Thu Aug 2, 2012, 10:04 PM

3. How rude of them! Still...

one of my favorite expressions when people are rude to me is, "It's not all about me." There could be a lot of reasons they didn't say good morning, and none of them may have anything to do with you.

Some people are not morning people. When people say good morning to me, I reply with hi. That's because I don't like the sentence good morning. I don't like the expression. I also don't like being reminded that it's morning. I'm not in a bad mood in the mornings, but I'm not a morning person.

Some people don't like others who are TOO perky in the morning. A perky co-worker once told me that one of the supervisors she'd just met hadn't responded to her chipper "good morning" in the break room. I knew why. She's a morning person, and a little too chipper and outgoing and chatty in the mornings. It can be irritating. A quiet, soft spoken "good morning" at the coffee machine is more than enough.

Some people have personal problems and have that on their minds. Or thinking about all the stuff they have to get done that day. Or they've gotten tired of all the eager new people that have been hired recently. There's an anxiousness to new people that can make the existing employees uncomfortable. (I'm a new employee, too.)

Some don't want to get close to newbies. They can be needy or call too often for assistance.

It could also be that's their personality...rude or standoffish.

Shrug it off. It doesn't matter. Act like you don't need them to say hi to you, which is the truth.

There was an employee who was friendly to me in the break room, but then started not smiling at me when she passed in teh mornings. I noticed. But then I shrugged it off as her personality and didn't give it any more thought. Then one day she smiled at me. I think that's just her personality. She's not a smiley, friendly person.
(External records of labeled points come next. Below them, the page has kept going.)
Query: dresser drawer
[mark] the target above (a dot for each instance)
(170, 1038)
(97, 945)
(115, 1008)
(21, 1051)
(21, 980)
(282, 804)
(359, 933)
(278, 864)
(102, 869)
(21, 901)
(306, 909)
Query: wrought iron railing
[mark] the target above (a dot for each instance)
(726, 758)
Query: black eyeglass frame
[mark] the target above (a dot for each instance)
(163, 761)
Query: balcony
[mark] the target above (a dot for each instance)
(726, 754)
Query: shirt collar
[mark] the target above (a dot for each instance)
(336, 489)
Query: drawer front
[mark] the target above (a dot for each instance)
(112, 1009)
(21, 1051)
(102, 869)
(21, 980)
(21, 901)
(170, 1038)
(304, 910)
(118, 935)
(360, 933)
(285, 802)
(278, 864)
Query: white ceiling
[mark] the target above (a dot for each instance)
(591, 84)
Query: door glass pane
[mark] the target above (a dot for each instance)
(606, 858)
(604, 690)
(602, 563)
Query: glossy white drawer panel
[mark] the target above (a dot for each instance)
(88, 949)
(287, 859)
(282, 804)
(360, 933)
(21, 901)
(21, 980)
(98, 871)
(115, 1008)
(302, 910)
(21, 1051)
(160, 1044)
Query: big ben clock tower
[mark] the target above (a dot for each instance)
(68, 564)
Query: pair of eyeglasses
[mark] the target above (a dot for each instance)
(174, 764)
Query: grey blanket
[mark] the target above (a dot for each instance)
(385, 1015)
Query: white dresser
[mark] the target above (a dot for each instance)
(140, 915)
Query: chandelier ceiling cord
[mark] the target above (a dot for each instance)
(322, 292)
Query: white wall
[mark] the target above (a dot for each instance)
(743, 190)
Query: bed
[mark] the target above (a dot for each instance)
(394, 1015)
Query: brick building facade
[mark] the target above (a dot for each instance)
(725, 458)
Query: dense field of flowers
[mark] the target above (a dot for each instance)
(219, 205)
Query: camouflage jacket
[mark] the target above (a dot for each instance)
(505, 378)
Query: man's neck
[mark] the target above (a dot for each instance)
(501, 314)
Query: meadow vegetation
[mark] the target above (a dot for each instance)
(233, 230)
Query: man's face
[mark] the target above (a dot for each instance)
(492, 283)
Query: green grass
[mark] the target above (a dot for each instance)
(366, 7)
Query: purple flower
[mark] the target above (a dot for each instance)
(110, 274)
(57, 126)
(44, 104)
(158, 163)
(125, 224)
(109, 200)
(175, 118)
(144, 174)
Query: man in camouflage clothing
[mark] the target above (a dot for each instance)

She's pleasant and interesting when you talk to her, but she's not one chum around with people she doesn't actually do work with daily (I don't work with her...we sit near each other). She has what I call a dry personality. Not one to joke around or smile a lot or laugh....sort of serious...but pleasant when you speak with her. Totally the opposite of me (I laugh at anyone's jokes, I smile a lot, I like most people and show it, I'm comfortable with people because I like them - this can be intimidating to some).

I'd cut 'em some slack for the time being. You'll find out in time what they're really like.